Celui-ci souffre de ce que ses em­ployés soient permanents. Le ciné­ma, comme toute activité créatri­ce, a besoin d’un flux continu d’i­dées nouvelles. C’est particulière­ment nécessaire à cause des chan­gements techniques fréquents, de la forte compétition entre les pays pour se conquérir une place sur les écrans du monde et de l’obligation d’expérimenter continuellement.

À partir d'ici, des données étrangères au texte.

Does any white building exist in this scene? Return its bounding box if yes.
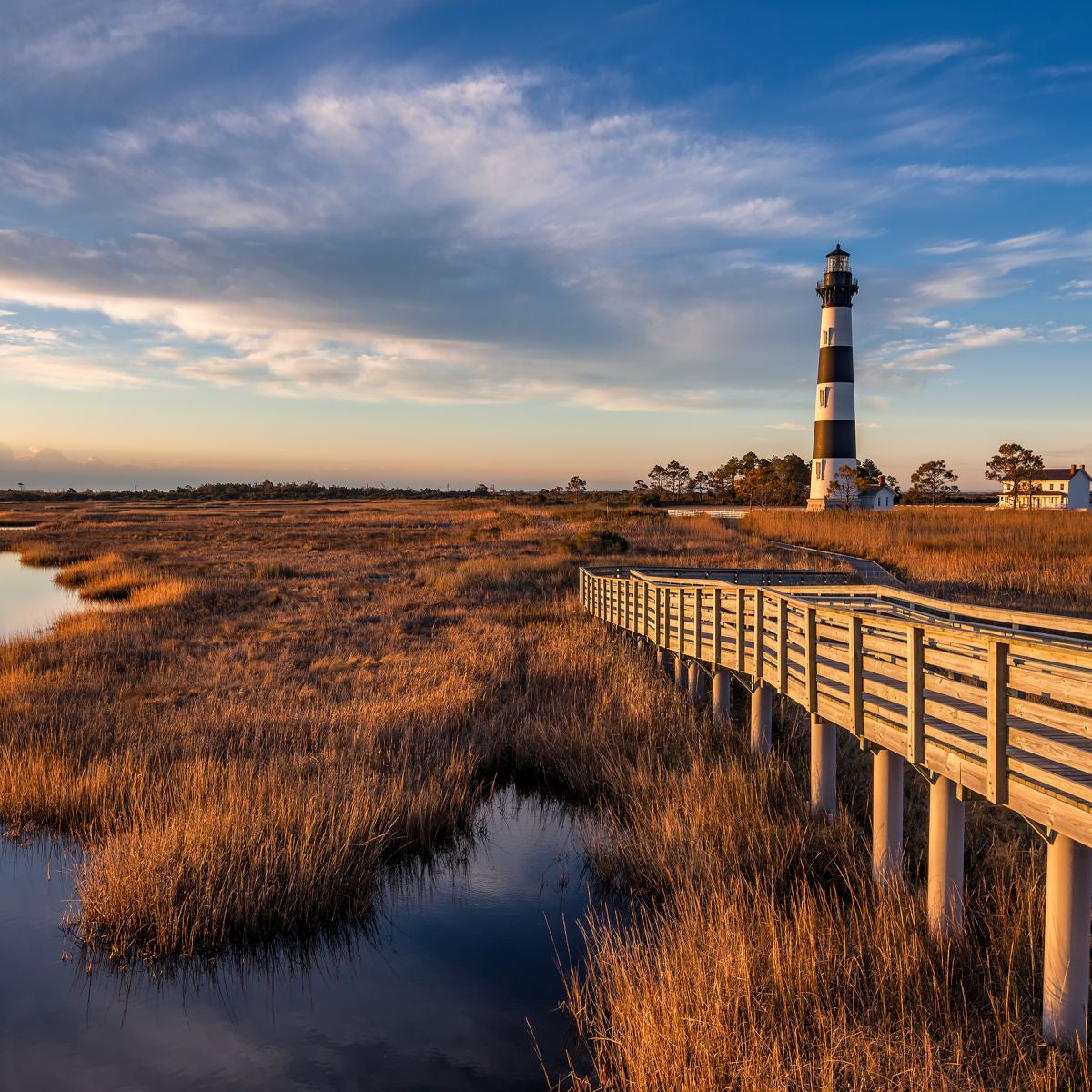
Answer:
[856,474,895,512]
[998,463,1092,509]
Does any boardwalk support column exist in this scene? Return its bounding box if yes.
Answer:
[752,682,774,754]
[690,660,705,705]
[812,713,837,819]
[873,749,903,884]
[675,652,690,693]
[1043,834,1092,1049]
[713,668,732,724]
[928,777,963,937]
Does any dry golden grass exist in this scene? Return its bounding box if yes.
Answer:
[743,508,1092,615]
[0,501,1087,1092]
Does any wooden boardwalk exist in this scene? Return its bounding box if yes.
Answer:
[580,568,1092,1044]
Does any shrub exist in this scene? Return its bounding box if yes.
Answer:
[546,528,629,557]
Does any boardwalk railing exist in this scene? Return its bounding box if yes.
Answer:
[580,568,1092,1045]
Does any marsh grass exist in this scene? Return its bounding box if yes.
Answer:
[743,508,1092,615]
[250,561,296,580]
[0,501,1087,1092]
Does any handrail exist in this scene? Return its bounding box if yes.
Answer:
[580,567,1092,846]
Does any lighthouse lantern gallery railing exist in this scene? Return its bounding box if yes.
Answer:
[580,568,1092,1044]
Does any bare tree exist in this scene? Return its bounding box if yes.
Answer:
[736,462,782,509]
[664,459,690,493]
[826,466,861,508]
[986,443,1043,508]
[910,459,959,508]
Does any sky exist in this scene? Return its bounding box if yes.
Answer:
[0,0,1092,490]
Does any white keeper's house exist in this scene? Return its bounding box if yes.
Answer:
[998,463,1092,509]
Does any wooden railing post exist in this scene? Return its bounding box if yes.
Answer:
[846,613,864,739]
[804,607,819,713]
[753,588,765,682]
[777,595,788,693]
[736,588,747,672]
[986,640,1009,804]
[906,626,925,765]
[713,588,721,672]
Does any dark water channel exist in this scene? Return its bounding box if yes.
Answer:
[0,793,589,1092]
[0,552,592,1092]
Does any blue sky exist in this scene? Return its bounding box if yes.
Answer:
[0,0,1092,487]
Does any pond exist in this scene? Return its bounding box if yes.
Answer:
[0,792,591,1092]
[0,551,80,641]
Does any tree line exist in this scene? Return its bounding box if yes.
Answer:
[633,451,897,508]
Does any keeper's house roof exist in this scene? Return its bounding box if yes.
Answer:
[1005,465,1092,481]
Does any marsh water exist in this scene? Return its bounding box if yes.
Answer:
[0,551,80,641]
[0,793,589,1092]
[0,553,592,1092]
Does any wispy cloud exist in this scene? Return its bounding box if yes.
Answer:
[917,239,978,255]
[848,38,982,70]
[2,0,362,73]
[0,73,844,409]
[895,163,1092,186]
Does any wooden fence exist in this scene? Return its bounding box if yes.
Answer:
[580,568,1092,1044]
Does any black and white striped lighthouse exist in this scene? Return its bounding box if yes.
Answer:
[808,244,857,511]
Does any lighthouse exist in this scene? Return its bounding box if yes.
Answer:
[808,244,857,512]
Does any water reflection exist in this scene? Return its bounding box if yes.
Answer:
[0,794,589,1092]
[0,551,80,641]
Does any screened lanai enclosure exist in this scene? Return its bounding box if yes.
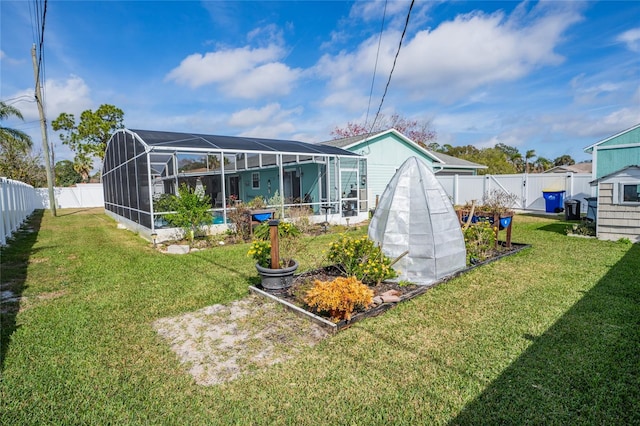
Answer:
[102,129,368,237]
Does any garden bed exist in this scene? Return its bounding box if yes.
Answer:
[249,243,530,333]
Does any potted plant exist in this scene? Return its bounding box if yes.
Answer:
[247,220,300,291]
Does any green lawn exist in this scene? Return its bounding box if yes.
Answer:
[0,210,640,425]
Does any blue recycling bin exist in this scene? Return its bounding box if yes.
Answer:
[542,191,565,213]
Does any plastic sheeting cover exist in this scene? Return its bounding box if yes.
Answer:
[369,157,466,285]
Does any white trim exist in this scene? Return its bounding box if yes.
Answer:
[342,129,446,165]
[613,180,640,206]
[251,172,260,189]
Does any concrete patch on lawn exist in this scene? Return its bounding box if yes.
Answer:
[153,295,329,386]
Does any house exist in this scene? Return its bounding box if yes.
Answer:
[585,124,640,242]
[102,129,368,240]
[322,129,487,211]
[584,123,640,179]
[593,165,640,242]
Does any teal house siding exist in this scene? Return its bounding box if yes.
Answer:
[349,132,434,207]
[595,144,640,179]
[585,124,640,179]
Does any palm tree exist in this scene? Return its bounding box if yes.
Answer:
[0,102,32,153]
[524,149,536,173]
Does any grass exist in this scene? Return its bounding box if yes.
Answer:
[0,210,640,425]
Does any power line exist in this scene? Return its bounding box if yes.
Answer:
[364,0,387,127]
[369,0,415,133]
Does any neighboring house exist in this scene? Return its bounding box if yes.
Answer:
[585,124,640,242]
[584,124,640,179]
[544,161,593,173]
[322,129,487,211]
[593,166,640,242]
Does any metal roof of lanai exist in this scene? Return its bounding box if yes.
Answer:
[129,129,359,157]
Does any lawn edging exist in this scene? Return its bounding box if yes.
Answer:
[249,243,531,334]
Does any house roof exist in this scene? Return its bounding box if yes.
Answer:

Une équipe permanente, exclusivement composée de techniciens, n’est pas à même d’avoir un point de vue critique et d’être complètement at­tentive au développement de l’as­pect créateur du cinéma.

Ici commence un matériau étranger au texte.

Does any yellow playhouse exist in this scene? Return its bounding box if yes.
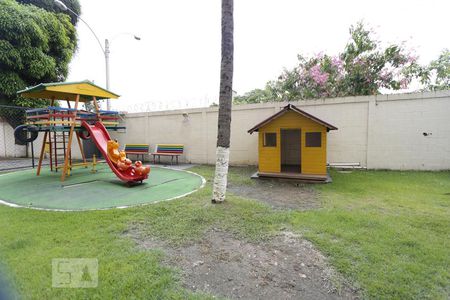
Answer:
[248,104,337,182]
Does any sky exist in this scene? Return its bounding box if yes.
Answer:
[67,0,450,112]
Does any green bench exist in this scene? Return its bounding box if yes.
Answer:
[124,144,150,161]
[151,144,184,165]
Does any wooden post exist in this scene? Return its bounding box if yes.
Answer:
[36,97,55,176]
[36,131,47,176]
[76,132,87,168]
[92,97,102,122]
[61,95,80,181]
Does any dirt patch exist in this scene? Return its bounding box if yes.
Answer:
[129,230,358,299]
[228,179,321,210]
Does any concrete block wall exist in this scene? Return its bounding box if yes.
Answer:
[42,90,450,170]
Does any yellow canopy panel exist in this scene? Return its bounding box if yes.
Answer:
[17,80,119,102]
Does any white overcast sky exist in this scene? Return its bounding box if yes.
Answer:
[67,0,450,111]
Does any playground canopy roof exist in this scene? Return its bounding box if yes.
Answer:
[17,80,119,102]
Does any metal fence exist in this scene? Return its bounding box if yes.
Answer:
[0,105,42,171]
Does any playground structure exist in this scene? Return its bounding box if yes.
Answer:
[15,81,150,183]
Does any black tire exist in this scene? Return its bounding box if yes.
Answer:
[78,131,91,140]
[14,125,39,145]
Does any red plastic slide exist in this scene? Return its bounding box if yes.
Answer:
[81,121,148,182]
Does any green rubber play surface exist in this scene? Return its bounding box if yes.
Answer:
[0,164,203,210]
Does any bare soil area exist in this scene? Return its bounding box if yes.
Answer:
[228,179,321,210]
[131,230,359,299]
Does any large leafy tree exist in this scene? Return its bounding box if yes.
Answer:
[422,49,450,91]
[0,0,79,126]
[234,22,449,103]
[212,0,234,203]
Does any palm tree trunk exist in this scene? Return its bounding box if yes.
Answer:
[212,0,234,203]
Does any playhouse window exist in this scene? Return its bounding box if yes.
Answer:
[264,132,277,147]
[305,132,322,147]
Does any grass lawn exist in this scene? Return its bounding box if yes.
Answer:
[0,166,450,299]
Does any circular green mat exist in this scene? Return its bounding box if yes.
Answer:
[0,164,204,210]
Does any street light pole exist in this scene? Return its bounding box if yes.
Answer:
[54,0,141,110]
[104,39,111,110]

L’expérience anglaise indique que la méthode la plus efficace, la plus économique et la plus progressiste est de combiner équipe permanen­te et pigistes que l’on engage pour une période donnée et à qui l’on paie des honoraires. Les perma­nents garantissent l’ordre et une bonne continuité. L’ajout temporai­re d’assistants-producteurs et de scénaristes particulièrement com­pétents pour un film donné garan­tit l’influx de nouvelles idées et un minimum de dynamisme. On tour­ne actuellement en Angleterre une série de films à laquelle on a consacré 500.00 $ le film pour le scénario. Avec ce montant, le pro­ducteur a pu payer des honoraires à trois, quatre et même cinq scé­naristes qui mettent en commun leurs idées pour le scénario final. Dans chaque cas aussi, on a payé entre $ 1000.00 et 1250.00 $ à un producteur adjoint pour qu’il s’oc­cupe de la production sous la di­rection du commissaire à la cinématographie. Je suggère que l’on emploie pareil procédé pour les films de prestige produits par l’Of­fice.

L’essentiel de cette méthode con­siste en ce que la moitié de ces apports soit seulement temporaire et travaille à un seul projet. L’Of­fice devrait avoir la possibilité de choisir parmi les experts disponi­bles au pays selon les exigences de chaque film. Il se peut que le commissaire, en employant fréquemment les mêmes personnes, veuille former de jeunes réalisa­teurs et scénaristes canadiens, mais la non-permanence a ses pro­pres qualités.

Je propose, dans les cas de films documentaires ou de prestige, que l’on prenne des mesures

  1. pour adjoindre un producteur délégué à chaque film
  2. pour engager un scénariste qui superviserait les scénarios de tous les films à tourner durant une année
  3. pour employer des scénaristes occasionnels au besoin.On devrait payer ces gens sur la base d’honoraires plutôt qu’à un salaire hebdomadaire. On devrait chercher les meilleurs producteurs disponibles en Angleterre ou aux USA, mais préférablement en An­gleterre. Cela devrait coûter entre 1250.00 $ et 2000.00 $ du film. Ces frais devraient s’ajouter au budget de chaque film auquel on adjoint un expert étranger.